The Little Mermaid at Langelinie waterfront is one of Copenhagen's most popular tourist attractions.
The statue was donated to the city of Copenhagen by the Brewer Carl Jacobsen, sculpted by Edvard Eriksen and erected on August 22nd 1913 after the fairytale of the same name written by Hans Christian Andersen.
Danish history is full of mermaid myths. Mermaids themselves can been found in 15 churches in Denmark and throughout the history of the Danish Navy there has always been at least one ship named the MERMAID.
It is said that Copenhagen's Little Mermaid is the most photographed girl in the world, however not everyone sees it that way. In 1964 her head was sawed off an removed and Langlinie was without it's mermaid for a whole month.
Hans Christian Andersen's "The Little Mermaid" was animated into a film by Disney in 1989 although the ending was drastically changed.
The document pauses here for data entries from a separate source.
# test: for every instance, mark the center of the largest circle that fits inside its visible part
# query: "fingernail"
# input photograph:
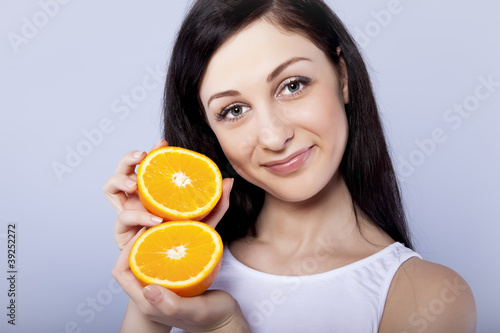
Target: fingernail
(156, 219)
(153, 295)
(137, 153)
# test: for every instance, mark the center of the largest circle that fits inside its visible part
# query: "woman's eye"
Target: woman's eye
(232, 112)
(293, 86)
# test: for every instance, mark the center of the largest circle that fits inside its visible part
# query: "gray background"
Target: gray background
(67, 68)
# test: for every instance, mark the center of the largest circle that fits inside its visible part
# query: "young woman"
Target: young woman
(314, 230)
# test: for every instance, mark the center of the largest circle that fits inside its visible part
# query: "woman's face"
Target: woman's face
(276, 105)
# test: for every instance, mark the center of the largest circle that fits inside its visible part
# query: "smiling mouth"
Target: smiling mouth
(291, 163)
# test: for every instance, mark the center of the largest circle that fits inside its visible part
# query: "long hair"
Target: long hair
(366, 165)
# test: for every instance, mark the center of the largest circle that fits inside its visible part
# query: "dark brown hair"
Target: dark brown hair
(366, 165)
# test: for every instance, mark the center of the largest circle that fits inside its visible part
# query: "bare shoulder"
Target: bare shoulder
(428, 297)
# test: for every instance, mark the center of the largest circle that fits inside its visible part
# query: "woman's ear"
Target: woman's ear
(344, 79)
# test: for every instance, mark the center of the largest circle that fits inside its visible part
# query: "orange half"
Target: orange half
(178, 184)
(183, 256)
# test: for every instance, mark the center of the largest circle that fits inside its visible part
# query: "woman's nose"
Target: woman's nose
(275, 131)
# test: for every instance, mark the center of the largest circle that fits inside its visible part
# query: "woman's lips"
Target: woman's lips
(291, 163)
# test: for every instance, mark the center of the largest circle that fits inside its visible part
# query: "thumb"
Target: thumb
(209, 308)
(220, 209)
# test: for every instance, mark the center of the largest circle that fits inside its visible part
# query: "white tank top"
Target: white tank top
(347, 299)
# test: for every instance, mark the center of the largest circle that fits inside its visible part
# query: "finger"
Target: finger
(162, 143)
(116, 187)
(122, 273)
(131, 218)
(220, 209)
(120, 183)
(128, 162)
(209, 308)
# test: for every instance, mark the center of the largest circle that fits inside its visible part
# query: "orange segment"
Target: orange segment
(178, 184)
(183, 256)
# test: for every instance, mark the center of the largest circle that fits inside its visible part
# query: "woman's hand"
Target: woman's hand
(212, 311)
(121, 191)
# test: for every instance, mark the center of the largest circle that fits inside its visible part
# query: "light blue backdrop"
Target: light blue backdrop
(81, 84)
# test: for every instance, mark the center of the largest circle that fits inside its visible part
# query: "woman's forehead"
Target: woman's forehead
(255, 51)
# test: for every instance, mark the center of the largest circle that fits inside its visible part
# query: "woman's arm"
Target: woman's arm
(135, 321)
(431, 298)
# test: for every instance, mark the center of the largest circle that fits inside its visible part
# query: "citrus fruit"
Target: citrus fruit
(178, 184)
(183, 256)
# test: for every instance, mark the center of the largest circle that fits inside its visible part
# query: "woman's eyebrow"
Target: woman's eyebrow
(223, 94)
(283, 66)
(277, 71)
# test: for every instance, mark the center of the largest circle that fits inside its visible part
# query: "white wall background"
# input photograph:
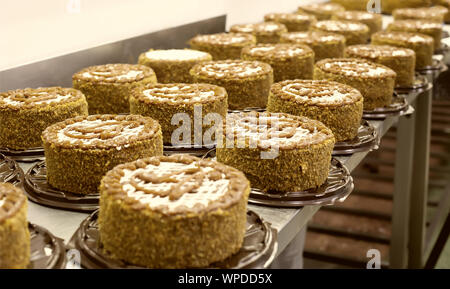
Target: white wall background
(33, 30)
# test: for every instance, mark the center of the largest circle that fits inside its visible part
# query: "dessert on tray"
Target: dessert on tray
(246, 82)
(80, 150)
(292, 21)
(401, 60)
(426, 27)
(108, 86)
(277, 151)
(324, 44)
(322, 11)
(265, 32)
(14, 234)
(173, 212)
(421, 44)
(173, 65)
(164, 101)
(288, 61)
(336, 105)
(25, 113)
(222, 45)
(372, 20)
(354, 32)
(373, 80)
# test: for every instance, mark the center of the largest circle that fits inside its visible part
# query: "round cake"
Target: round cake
(354, 32)
(352, 4)
(429, 14)
(173, 65)
(80, 150)
(322, 11)
(324, 44)
(246, 82)
(421, 44)
(373, 80)
(277, 152)
(108, 86)
(265, 32)
(401, 60)
(164, 102)
(338, 106)
(14, 234)
(173, 212)
(443, 7)
(292, 21)
(429, 28)
(288, 61)
(372, 20)
(222, 46)
(25, 113)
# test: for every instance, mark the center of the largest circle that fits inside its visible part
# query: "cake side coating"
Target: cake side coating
(79, 151)
(142, 203)
(401, 60)
(337, 106)
(25, 113)
(421, 44)
(354, 32)
(164, 101)
(14, 234)
(324, 44)
(299, 142)
(374, 81)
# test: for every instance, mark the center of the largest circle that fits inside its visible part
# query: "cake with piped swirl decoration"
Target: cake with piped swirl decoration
(375, 81)
(426, 27)
(79, 151)
(143, 203)
(421, 44)
(164, 102)
(107, 87)
(25, 113)
(14, 234)
(276, 150)
(246, 82)
(265, 32)
(336, 105)
(373, 20)
(222, 46)
(401, 60)
(288, 61)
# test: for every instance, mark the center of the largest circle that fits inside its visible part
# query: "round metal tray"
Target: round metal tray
(29, 155)
(47, 251)
(399, 106)
(366, 140)
(336, 188)
(39, 191)
(10, 172)
(421, 84)
(257, 251)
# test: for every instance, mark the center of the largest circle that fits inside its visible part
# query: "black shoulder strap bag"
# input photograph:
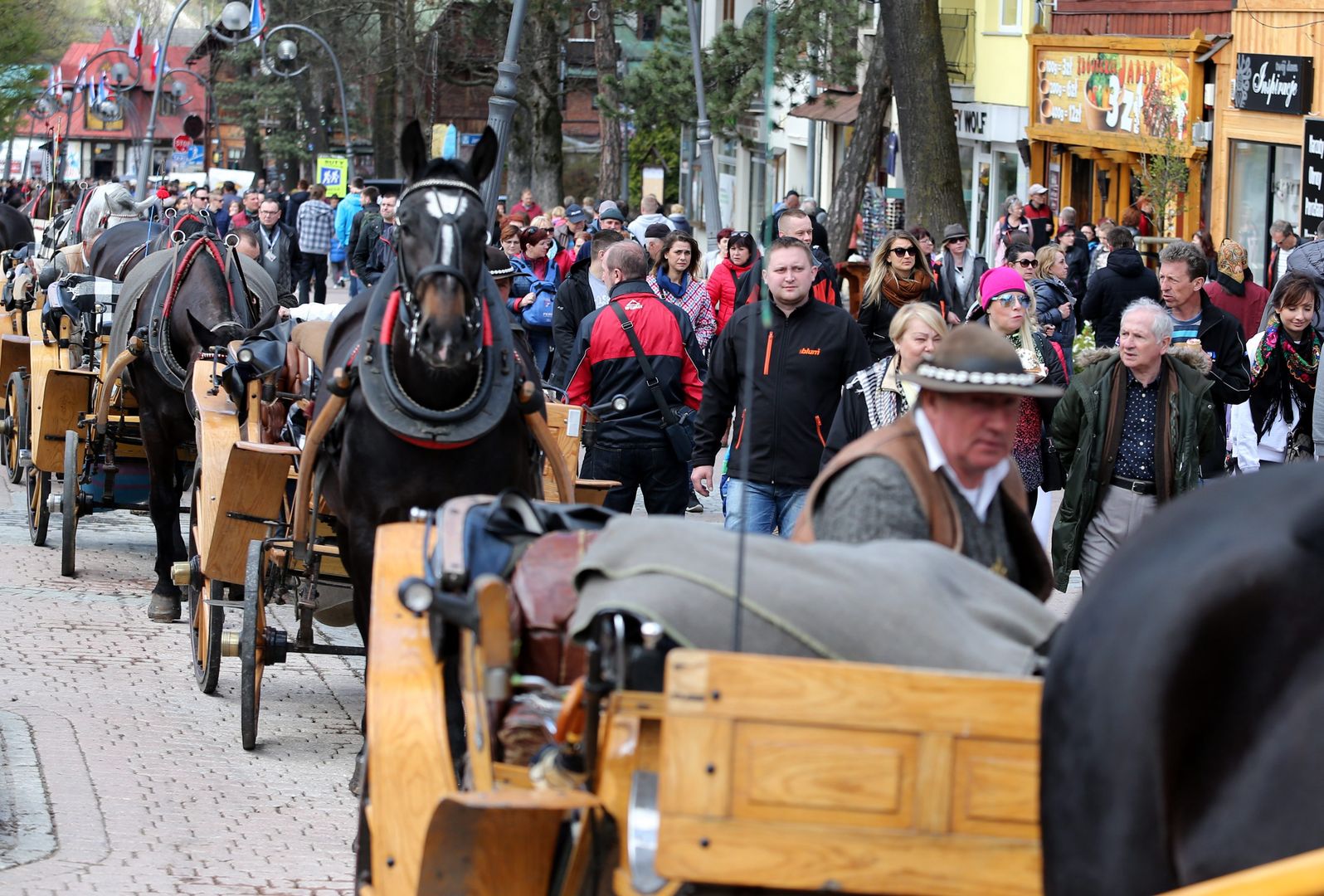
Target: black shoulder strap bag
(675, 428)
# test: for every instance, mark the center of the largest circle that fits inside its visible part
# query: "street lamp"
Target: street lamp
(235, 17)
(288, 51)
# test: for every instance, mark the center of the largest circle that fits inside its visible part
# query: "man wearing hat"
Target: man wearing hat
(961, 269)
(1039, 216)
(1234, 290)
(944, 471)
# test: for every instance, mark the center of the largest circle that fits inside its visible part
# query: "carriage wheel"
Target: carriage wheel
(252, 646)
(206, 616)
(39, 515)
(15, 431)
(69, 506)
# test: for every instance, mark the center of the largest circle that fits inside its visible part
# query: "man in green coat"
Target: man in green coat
(1130, 433)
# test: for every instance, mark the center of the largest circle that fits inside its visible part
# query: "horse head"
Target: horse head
(441, 240)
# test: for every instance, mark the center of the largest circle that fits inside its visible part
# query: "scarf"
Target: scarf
(674, 289)
(1282, 376)
(899, 291)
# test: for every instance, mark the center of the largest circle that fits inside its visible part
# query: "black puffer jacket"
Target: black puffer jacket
(1123, 280)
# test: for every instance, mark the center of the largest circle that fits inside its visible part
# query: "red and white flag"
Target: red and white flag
(135, 40)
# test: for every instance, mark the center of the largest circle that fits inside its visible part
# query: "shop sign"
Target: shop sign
(1273, 84)
(1146, 95)
(1312, 175)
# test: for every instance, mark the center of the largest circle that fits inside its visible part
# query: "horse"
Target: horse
(435, 362)
(204, 294)
(1184, 698)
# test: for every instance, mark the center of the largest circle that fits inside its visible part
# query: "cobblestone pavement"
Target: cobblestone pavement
(144, 786)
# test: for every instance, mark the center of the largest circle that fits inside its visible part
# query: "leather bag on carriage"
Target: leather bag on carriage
(897, 602)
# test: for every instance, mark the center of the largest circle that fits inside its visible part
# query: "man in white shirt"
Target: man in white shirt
(943, 473)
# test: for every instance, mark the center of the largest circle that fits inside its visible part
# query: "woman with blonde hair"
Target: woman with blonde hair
(877, 396)
(899, 275)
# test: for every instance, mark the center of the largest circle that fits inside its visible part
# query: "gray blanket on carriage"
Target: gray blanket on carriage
(138, 280)
(897, 602)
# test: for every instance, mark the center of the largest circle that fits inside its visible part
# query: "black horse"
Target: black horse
(1184, 700)
(202, 304)
(433, 353)
(121, 248)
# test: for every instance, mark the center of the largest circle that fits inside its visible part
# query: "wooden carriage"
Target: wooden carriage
(744, 771)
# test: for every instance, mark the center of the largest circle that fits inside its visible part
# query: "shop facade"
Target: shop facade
(1102, 108)
(1268, 86)
(992, 166)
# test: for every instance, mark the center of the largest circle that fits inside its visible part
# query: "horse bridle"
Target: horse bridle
(449, 246)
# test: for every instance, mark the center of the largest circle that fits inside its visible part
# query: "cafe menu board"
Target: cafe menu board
(1146, 95)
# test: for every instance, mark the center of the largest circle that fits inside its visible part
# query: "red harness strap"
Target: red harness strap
(186, 262)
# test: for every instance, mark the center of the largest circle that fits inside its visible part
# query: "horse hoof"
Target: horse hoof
(163, 609)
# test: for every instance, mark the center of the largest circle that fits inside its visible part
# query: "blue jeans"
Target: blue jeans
(771, 509)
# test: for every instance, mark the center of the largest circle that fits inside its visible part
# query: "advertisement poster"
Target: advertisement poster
(333, 173)
(1146, 95)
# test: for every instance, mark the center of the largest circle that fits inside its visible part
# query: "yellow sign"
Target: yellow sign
(333, 173)
(1141, 95)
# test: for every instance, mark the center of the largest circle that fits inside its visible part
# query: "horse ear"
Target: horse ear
(484, 159)
(413, 150)
(202, 334)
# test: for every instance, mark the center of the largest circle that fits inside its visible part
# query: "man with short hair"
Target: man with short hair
(1284, 242)
(577, 297)
(629, 444)
(315, 228)
(795, 224)
(944, 471)
(375, 251)
(280, 249)
(1114, 433)
(810, 351)
(1039, 216)
(650, 213)
(344, 212)
(1115, 286)
(1195, 317)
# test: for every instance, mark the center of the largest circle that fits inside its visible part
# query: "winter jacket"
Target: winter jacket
(722, 290)
(695, 304)
(960, 304)
(800, 367)
(1088, 446)
(1049, 295)
(875, 319)
(1122, 282)
(1245, 300)
(604, 366)
(573, 304)
(1041, 224)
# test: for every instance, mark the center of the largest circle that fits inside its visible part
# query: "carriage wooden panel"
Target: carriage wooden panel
(810, 775)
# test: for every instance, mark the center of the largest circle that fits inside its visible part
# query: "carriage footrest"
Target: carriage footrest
(275, 647)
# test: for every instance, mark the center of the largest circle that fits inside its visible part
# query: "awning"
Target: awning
(832, 106)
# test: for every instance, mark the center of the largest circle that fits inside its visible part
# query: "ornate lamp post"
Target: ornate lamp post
(288, 51)
(235, 17)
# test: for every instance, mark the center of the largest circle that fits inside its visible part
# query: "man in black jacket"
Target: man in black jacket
(1195, 317)
(800, 367)
(1123, 280)
(577, 297)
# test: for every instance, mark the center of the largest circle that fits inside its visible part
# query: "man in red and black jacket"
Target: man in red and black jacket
(800, 367)
(630, 446)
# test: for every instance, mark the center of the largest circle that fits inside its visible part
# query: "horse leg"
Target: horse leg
(163, 507)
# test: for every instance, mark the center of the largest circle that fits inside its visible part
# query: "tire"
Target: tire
(69, 506)
(252, 638)
(39, 515)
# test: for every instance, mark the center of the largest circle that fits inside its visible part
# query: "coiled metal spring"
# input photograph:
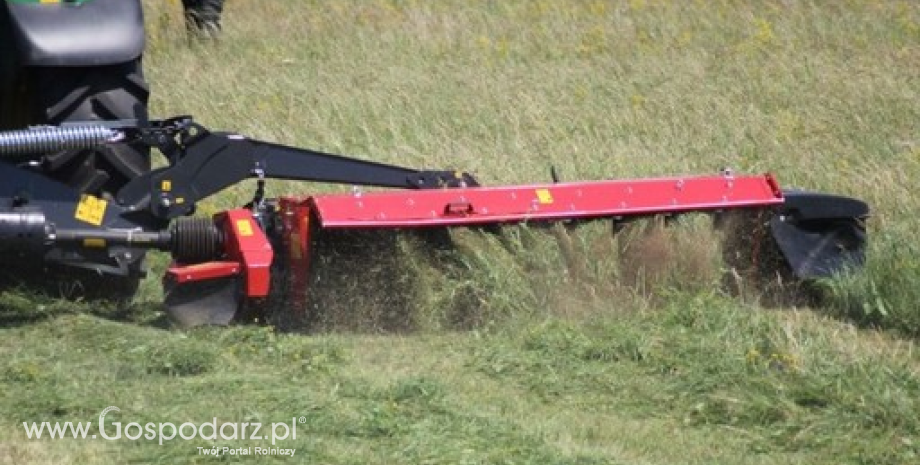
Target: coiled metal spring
(49, 139)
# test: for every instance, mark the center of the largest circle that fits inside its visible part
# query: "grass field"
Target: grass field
(547, 368)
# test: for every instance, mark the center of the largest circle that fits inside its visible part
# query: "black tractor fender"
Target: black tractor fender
(75, 32)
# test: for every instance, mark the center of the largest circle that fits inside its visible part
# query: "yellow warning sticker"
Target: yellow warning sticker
(91, 210)
(544, 196)
(94, 243)
(244, 228)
The statue of The Little Mermaid depicts a creature yearning to be human and walk out of the sea. It is this yearning that, in the fairytale, causes her to abandon her mermaid form, driving her to great sorrow and death.
"If she had been thoughtful and silent before, she now became far more so. And when her sisters enquired of her what she had seen on the first day when she visited the upper world, she answered them not. Evening after evening, she visited the shore where she had left the prince."